Here’s my take on Mira Mesa and surrounding areas. In short, I think Mira Mesa experienced the majority of its declines already. We’re talking about ~40% off from peak. The question is will we see 45% off peak to trough or 60% and how the remaining 5-15% will play out. We can very well go into a soft landing from here and let inflation eat away the other 5-15%. Right now, mortgage is quite similar to rent, even w/ 0% down. With 20% down, you’re well under the rental rate of the area. If the buying demand doesn’t die down in 3rd and 4th Q, we might be forming a bottom.
Regarding surrounding areas, like PQ, they didn’t rise as much as MM, but they haven’t fallen as badly as MM either. Based on rent, mortgage is still well above rental price. So if we see rent as a fundamental that we must return to, then these areas still have much further to fall than MM.

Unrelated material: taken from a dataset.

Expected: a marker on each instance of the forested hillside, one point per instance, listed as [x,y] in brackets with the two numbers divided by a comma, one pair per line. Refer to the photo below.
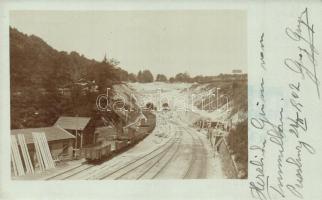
[39,74]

The lending standard and requirement of 10-20% down will force a contraction of price as well, just like how it was 10-15 years ago. The priced difference between 1300 sq-ft house in MM, and 1800 sq-ft house in PQ wasn’t that huge, probably around 20%. Right now, the gap is more like 40%. Same with Carmel Valley, in 1998, a 1500 sq-ft house in MM, was around $160k while a 2000 sq-ft house in CV was around $260k, which was a 60% premium. The same 1500 sq-ft house in MM right now have fallen back to around $350k. Add that 60% premium will put the price @ ~$560k. However, they’re listing around $700-$750k right now. Even if MM house doesn’t fall anymore, CV is still 20-25% away from that 60% premium. Like Rustico said, it’s much easier to come up w/ 20% down on a $350k house than $560k house.